The Sack-‘em-up-men as the snatchers were called had little respect for the law and they proved this fact by stealing the body of one of the Governors of the County Gaol from Maudlins Cemetery which is just outside the town. A contemporary account of this outrage tells that carts with leather covered wheels to deaden the sound were used to move the corpse.
Less spectacular, but perhaps more profitable, were the activities of the toll collectors. Their abuse of the public was so great that the Town Sovereign of 1813, the Earl of Mayo, found it necessary to introduce reforms in the toll laws.
A booklet named “The Toll Collectors Terror,” which sold for ten-pence, was published. Dedicated to the Earl of Mayo, the pamphlet contained a schedule of the articles tollable by law and the amounts which they were subject.

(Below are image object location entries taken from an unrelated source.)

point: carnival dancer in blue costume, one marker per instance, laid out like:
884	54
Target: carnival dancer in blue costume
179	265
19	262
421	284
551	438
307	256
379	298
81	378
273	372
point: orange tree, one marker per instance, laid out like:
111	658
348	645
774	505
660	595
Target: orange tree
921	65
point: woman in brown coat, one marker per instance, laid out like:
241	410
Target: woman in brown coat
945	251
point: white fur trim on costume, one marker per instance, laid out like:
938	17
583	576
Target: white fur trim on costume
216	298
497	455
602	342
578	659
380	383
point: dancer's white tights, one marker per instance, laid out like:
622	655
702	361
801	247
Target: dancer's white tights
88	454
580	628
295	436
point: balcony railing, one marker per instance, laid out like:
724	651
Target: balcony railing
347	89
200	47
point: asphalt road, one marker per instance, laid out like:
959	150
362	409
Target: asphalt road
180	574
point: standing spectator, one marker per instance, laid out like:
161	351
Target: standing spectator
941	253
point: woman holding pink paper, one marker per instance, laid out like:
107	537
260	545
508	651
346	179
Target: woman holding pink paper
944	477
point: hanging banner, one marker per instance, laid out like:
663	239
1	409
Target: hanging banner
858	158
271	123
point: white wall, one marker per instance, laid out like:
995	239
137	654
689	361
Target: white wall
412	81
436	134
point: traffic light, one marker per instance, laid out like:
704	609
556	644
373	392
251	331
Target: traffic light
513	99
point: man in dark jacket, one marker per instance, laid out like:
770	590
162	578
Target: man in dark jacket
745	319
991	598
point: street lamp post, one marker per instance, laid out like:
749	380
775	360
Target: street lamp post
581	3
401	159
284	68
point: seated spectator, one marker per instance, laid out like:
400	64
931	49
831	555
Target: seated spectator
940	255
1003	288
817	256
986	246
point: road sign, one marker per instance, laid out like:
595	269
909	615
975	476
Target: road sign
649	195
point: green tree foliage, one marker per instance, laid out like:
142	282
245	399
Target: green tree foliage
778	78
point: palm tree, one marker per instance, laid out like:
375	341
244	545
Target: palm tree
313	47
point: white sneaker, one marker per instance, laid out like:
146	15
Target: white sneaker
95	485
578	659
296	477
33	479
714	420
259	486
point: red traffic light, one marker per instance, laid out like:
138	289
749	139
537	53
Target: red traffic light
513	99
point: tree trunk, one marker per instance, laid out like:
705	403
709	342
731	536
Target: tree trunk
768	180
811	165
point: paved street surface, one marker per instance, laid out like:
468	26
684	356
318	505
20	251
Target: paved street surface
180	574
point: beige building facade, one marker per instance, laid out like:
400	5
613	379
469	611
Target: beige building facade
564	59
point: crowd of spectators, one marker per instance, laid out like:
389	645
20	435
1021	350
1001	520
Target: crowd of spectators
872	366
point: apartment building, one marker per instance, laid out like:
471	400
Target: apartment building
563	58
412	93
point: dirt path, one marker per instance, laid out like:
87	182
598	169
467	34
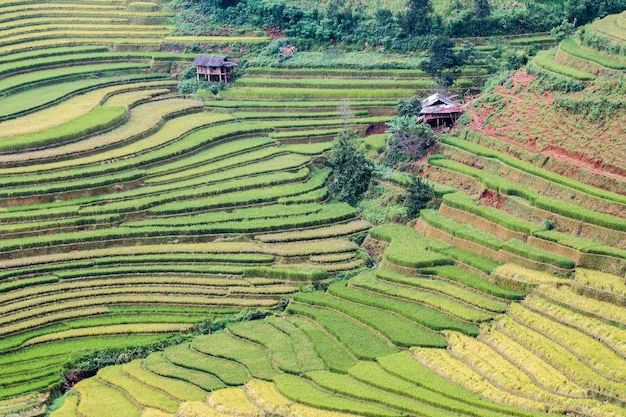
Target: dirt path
521	80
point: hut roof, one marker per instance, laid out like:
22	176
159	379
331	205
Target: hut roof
442	109
212	61
436	99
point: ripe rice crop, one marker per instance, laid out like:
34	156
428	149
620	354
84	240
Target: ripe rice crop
532	169
561	357
442	286
359	339
334	72
157	364
410	303
92	392
10	83
570	46
609	25
530	252
461	230
109	330
455	273
216	39
324	232
334	354
545	60
250	355
519	273
611	335
456	371
140	393
285	93
601	358
304	392
278	344
299	104
404	365
572	299
342	83
180	390
234	401
306	355
17	104
510	187
229	372
407	247
98	119
601	281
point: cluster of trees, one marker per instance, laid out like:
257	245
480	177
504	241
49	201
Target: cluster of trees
355	173
351	22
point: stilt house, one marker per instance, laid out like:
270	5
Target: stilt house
439	111
214	68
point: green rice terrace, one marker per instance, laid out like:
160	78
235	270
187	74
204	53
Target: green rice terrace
181	255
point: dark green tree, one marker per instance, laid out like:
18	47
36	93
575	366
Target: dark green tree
408	140
352	169
442	60
410	107
419	194
481	9
417	20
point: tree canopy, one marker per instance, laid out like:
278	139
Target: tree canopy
352	169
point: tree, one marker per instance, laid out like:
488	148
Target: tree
352	169
408	140
417	19
564	30
410	107
481	9
441	60
419	194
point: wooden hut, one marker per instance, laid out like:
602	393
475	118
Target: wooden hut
439	111
214	68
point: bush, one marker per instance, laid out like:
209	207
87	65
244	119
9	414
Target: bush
419	194
410	107
188	86
408	140
352	169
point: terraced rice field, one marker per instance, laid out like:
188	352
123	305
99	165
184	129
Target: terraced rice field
130	215
343	351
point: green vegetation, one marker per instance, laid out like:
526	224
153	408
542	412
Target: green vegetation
545	60
186	247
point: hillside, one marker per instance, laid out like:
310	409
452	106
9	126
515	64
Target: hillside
169	254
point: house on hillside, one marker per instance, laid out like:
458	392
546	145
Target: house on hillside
439	111
214	68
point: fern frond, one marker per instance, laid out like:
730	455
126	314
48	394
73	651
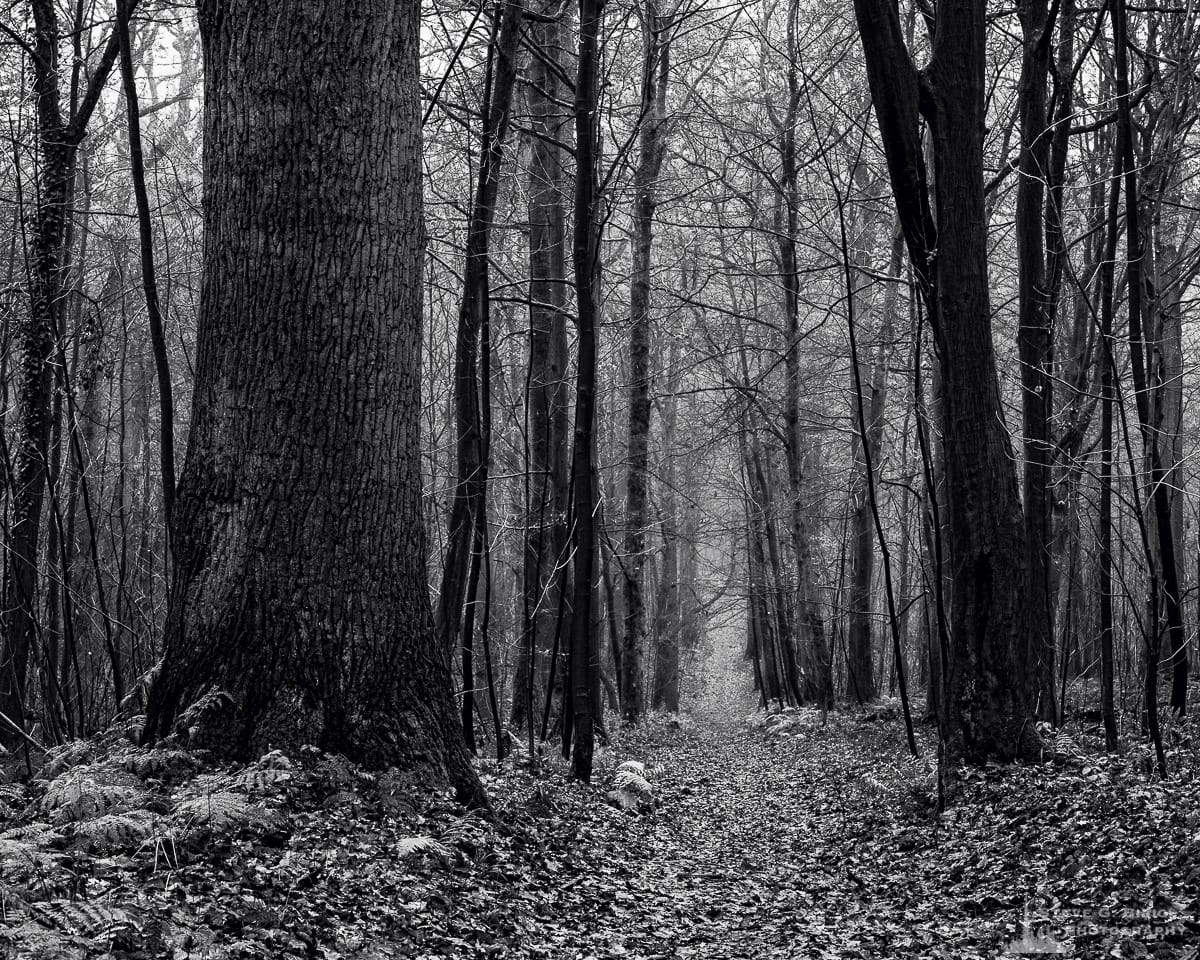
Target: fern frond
417	846
31	941
23	859
276	760
213	702
65	756
225	810
78	796
114	832
162	763
633	783
261	780
30	833
83	918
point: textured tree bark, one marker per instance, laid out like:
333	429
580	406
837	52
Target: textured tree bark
149	276
1036	345
863	682
1158	492
985	711
546	394
299	583
652	144
809	619
583	660
468	514
667	625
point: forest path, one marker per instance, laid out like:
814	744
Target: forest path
813	838
763	845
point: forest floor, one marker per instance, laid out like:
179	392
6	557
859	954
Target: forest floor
789	837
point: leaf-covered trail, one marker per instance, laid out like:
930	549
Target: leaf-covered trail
814	839
789	837
751	852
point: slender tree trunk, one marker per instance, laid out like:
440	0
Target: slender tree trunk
149	277
58	141
1036	346
665	689
1157	489
863	525
546	401
813	631
462	559
652	145
583	663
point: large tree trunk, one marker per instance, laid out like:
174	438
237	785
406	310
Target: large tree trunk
984	712
299	549
811	631
546	401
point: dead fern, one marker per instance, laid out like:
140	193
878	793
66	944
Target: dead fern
423	846
114	832
85	793
161	763
82	918
223	811
64	757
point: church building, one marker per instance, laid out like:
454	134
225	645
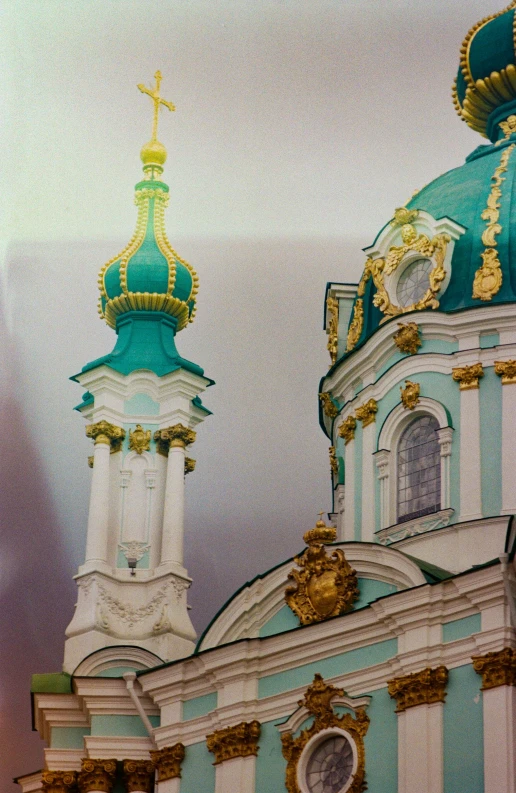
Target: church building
383	656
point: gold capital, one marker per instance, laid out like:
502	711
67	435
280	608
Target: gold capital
168	761
419	688
177	435
507	371
59	781
96	775
367	413
138	776
347	429
468	376
497	669
238	741
157	100
104	432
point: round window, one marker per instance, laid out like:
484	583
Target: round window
330	766
414	281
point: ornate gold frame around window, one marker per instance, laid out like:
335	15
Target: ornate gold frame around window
317	701
380	268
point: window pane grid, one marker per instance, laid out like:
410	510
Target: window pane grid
419	470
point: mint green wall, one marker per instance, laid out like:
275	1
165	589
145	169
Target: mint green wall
490	395
459	629
463	733
489	340
270	764
381	744
199	706
358	481
198	771
141	405
443	389
68	737
340	664
286	620
283	620
121	725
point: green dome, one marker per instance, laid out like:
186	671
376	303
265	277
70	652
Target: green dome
148	275
485	89
479	199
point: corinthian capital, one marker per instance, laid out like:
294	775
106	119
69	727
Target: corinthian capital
419	688
96	775
104	432
238	741
168	761
138	776
59	781
177	435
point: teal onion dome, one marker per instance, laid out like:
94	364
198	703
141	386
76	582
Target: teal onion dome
148	275
484	92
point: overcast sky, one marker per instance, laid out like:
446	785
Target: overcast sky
300	126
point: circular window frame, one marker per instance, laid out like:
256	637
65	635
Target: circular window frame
312	745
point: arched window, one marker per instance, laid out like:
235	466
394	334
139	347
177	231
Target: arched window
419	469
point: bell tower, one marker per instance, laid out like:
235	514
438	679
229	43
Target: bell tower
142	406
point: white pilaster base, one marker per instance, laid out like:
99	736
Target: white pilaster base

The writer claimed that in several cases the tolls had been increased twelve times beyond the specified charter and in some cases the tolls had been imposed where there was no toll at all.
Yet these misfortunes of extortion and body-snatching were soon to be forgotten in the far greater tragedies which came with the Great Famine, and Naas, despite its situation in a fertile region, had its share of sorrow.